Paulos says it’s the relationships and support he’s received that have made UW–Madison his home.
He’s worked with Steve Ackerman, vice chancellor for research and graduate education (VCRGE), for more than 25 years, first at the SSEC and now as a center director reporting to Ackerman. Before becoming the VCRGE, Ackerman was interim director of the SSEC, and for 18 years was director of the Cooperative Institute for Meteorological Satellite Studies located within SSEC.
Paulos credits Ackerman, and calls out OVCRGE staff for supporting PSL with creative problem solving and finding ways to lessen administrative burden as the center has navigated complex local, national and international collaborations.
“Bob has left a significant mark on UW–Madison, having earned international respect for his leadership and ingenuity,” Ackerman says. “Bob leaves PSL in great shape to continue that legacy and further UW–Madison’s contribution to exploring and supporting exciting research on the surface, under-ground and in space.”
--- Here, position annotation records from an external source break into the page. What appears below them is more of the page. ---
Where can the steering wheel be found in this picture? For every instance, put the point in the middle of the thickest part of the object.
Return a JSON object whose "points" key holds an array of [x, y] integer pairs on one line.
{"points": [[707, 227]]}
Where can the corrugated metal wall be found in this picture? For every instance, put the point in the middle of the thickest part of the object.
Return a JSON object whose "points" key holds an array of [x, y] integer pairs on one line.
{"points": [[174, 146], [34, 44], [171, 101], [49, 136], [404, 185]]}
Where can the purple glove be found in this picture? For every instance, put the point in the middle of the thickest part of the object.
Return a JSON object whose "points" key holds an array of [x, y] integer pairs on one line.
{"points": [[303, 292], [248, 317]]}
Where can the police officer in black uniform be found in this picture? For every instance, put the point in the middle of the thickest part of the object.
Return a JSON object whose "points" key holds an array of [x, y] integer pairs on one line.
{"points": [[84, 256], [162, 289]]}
In retirement, Paulos plans to turn his attention to his cabin in Vilas County and a “shack” on 100 acres in Adams County. He has lots of unfinished and yet-to-be started projects on the properties. He bought a fishing boat over the summer – walleye be warned – and will be exploring another frontier further moving forward.
Instead of contemplating space mysteries such as the origin of neutrinos from the cornfields of Stoughton or the ice at the South Pole, he will now be spending retirement in the wilds of northern Wisconsin’s outdoors.